A few months later, new studies keep coming up showing the importance of ‘seeding baby’s microbiome’ and ‘human microbiome’ became the hot-topic of discussion. These are a few links for reference:
While I was preparing for my birth, I had no idea what all these means. And to be honest, I am still struggling to understand the whole subject properly – it being a new thing, coupled with me not having sufficient science background. But I am grateful to Allah that this knowledge is revealed in my lifetime so I get to learn and record it here.
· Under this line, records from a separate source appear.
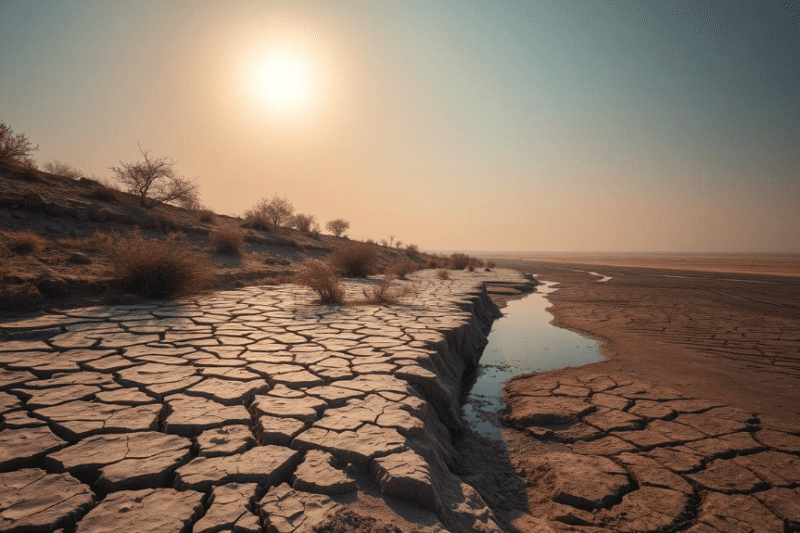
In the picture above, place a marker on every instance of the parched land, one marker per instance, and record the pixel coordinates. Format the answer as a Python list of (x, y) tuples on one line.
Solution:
[(693, 420)]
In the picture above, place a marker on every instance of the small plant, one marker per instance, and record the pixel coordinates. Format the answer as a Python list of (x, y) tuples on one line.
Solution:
[(403, 267), (15, 149), (62, 169), (354, 260), (304, 223), (384, 294), (228, 241), (160, 268), (322, 278), (338, 227), (459, 261), (23, 242), (206, 215)]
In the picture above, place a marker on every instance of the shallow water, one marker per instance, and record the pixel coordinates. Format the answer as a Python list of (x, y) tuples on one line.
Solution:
[(521, 341)]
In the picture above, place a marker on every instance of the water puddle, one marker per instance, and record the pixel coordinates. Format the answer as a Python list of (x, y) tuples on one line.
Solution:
[(521, 341)]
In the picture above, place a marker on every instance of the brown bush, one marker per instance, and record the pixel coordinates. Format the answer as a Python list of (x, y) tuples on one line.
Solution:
[(160, 268), (384, 294), (322, 278), (459, 261), (354, 260), (227, 241), (23, 242), (18, 296), (403, 267)]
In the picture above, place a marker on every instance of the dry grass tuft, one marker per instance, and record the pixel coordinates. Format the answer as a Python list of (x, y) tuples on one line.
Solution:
[(385, 294), (228, 241), (160, 268), (355, 260), (322, 278), (23, 242), (19, 296)]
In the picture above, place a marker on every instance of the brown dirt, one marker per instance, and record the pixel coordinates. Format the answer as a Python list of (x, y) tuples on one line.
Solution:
[(723, 331)]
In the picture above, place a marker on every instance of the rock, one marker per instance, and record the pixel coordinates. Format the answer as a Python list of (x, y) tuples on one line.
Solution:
[(720, 513), (130, 461), (318, 474), (192, 415), (406, 475), (80, 259), (228, 510), (286, 510), (19, 447), (265, 465), (33, 500), (227, 440), (144, 511)]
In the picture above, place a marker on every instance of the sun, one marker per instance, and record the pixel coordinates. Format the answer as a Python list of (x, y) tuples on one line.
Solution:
[(283, 81)]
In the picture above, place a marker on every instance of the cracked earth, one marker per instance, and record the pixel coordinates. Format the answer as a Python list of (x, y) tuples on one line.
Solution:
[(249, 410)]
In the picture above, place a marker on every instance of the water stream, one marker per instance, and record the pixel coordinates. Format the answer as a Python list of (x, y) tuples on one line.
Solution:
[(521, 341)]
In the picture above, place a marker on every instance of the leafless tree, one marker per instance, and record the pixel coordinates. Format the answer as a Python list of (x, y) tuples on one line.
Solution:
[(276, 211), (338, 227), (15, 149), (304, 222), (62, 169), (155, 182)]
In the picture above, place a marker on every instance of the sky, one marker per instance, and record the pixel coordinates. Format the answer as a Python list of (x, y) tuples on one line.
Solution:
[(539, 125)]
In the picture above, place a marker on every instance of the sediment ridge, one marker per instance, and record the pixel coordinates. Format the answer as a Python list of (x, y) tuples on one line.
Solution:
[(248, 410)]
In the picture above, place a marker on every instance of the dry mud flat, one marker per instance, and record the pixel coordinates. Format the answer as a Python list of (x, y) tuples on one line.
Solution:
[(249, 410), (692, 423)]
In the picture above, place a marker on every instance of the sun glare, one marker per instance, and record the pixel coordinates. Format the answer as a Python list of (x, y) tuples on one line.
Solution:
[(282, 81)]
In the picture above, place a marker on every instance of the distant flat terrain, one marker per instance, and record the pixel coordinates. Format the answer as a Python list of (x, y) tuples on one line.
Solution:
[(755, 264), (724, 327)]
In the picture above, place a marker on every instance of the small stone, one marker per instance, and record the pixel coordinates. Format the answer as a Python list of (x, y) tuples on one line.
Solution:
[(318, 474)]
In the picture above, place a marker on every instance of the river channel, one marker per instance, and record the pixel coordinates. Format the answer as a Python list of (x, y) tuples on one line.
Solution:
[(521, 341)]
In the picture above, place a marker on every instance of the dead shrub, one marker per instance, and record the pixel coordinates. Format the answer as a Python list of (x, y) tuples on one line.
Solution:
[(385, 294), (97, 242), (354, 260), (459, 261), (228, 241), (160, 268), (403, 267), (322, 278), (23, 242), (18, 296)]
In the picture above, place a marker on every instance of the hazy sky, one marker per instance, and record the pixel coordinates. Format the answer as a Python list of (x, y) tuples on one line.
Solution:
[(544, 125)]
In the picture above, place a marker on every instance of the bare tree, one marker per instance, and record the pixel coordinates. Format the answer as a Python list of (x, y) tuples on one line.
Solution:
[(276, 211), (304, 222), (15, 149), (155, 182), (338, 226), (62, 169)]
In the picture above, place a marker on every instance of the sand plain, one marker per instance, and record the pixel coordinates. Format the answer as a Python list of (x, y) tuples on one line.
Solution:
[(701, 375)]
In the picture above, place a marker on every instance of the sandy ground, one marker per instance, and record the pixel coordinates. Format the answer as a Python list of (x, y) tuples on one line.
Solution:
[(723, 335)]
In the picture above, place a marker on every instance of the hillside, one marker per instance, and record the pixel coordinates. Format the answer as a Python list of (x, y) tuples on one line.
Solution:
[(80, 226)]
I am also grateful because now Zayd will know that while his birth might be surrounded in controversy, but there is always ‘khayr’ (goodness) in everything that Allah decrees.
I used to be quite active in the gentle-birth/natural-birth movement in the early months after Zayd was born, but I have been slowly but surely distancing myself from all the controversies because I realised it was not good for my mothering. I used to get really caught up with the issue and became really sad and angry. So, I decided the best thing for me to do for now is to lay low and just be with my baby. Alhamdulillah, it was a good decision as my mind became clearer, and my heart became lighter too.
I learnt that you cannot change people’s mind if they themselves are unwilling to open their mind. Like the saying, ‘you can bring the horse to the water, but you cannot make it drink it’. I also learnt that there are things in life that will be revealed in due time. Human beings are so limited in our understanding of everything. Every piece of knowledge that we have came from Allah and only Allah will reveal them to whom He wants. I also learnt that while most people have knowledge, only a handful of people were gifted with wisdom – and it is ok. It is just the way it is.
As for me, I am going to continue doing the only thing that I do know that works, and works well everytime – that is to continue making dua to Allah to always guide me to what is best for me and my family, here and Hereafter. I also pray that Allah will strengthen my faith in Him and His decision eventhough it was the difficult and unpopular decision at the time.